Remember this song?
As some of you may have seen on certain Discord servers, the second edit of the music video to At the Ends of the Earth is out. It is by no means finished, and on Friday, I'll be meeting our filmographer, Chris Davis, at Soundskills to go over any possible changes.
I'm well aware that from the time I posted this song and considered it done, it's been nearly a year. Hopefully we'll see its completion not long from now!
Meanwhile, have a little teaser. It feels like I'm dangling a carrot. I don't mean to.
Cyberdevil
Good items take long times to accomplish hmm... interesting loop there too. I'm imagining if you could add in the sequence playing backwards too it'd make for a seamless one, wonder if that's easy to do with whatever software you use for these...
Was just 'bout to stop by and say thanks for that recent response, interesting coincidence with the floating tank (Motoko was submerged in one of those at the start of Ghost in a Shell too you know?) and AI really feels like a threat in the future... not just with creative work but everything. Maybe more so everything that's NOT creative. I remember Pharrel in a recent interview saying musicians have something that AI currently does not, which is intuition. They can predict things, and mimic human creation, but they just don't have the prerequisite something special to do something totally different than what it seems they're meant to. When all paths point right but you just really feel like you need to go left instead... that's the beautify of our craft.
Spontaneity, maybe. Unpredictability. That it's all not just according to calculation and that predetermined pattern.
Troisnyx
I just chucked a segment of the video on Giphy. ? I didn't think of making it a seamless loop, though admittedly, it looks like I'm trying to hypnotise someone. Chris is using Final Cut Pro for the editing and perhaps, the idea may have crossed his mind.
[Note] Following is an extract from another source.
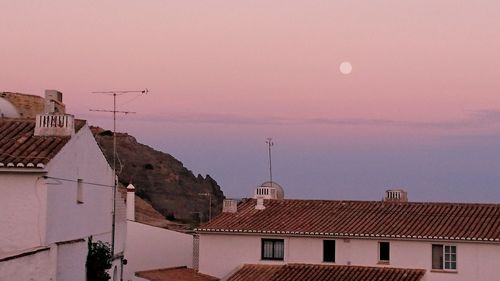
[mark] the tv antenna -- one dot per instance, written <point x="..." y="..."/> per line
<point x="270" y="143"/>
<point x="114" y="111"/>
I wholeheartedly agree with you; I feel that craft isn't dead. That art and music are not the remit of algorithms. If ever the repetitive, money-generating work is taken over by machines, we should be making our arts and culture flourish. I only hope that my stuff goes left field enough to be different, to offer something new to the world. I don't honestly know if I'm doing that, and the thought of it does worry me.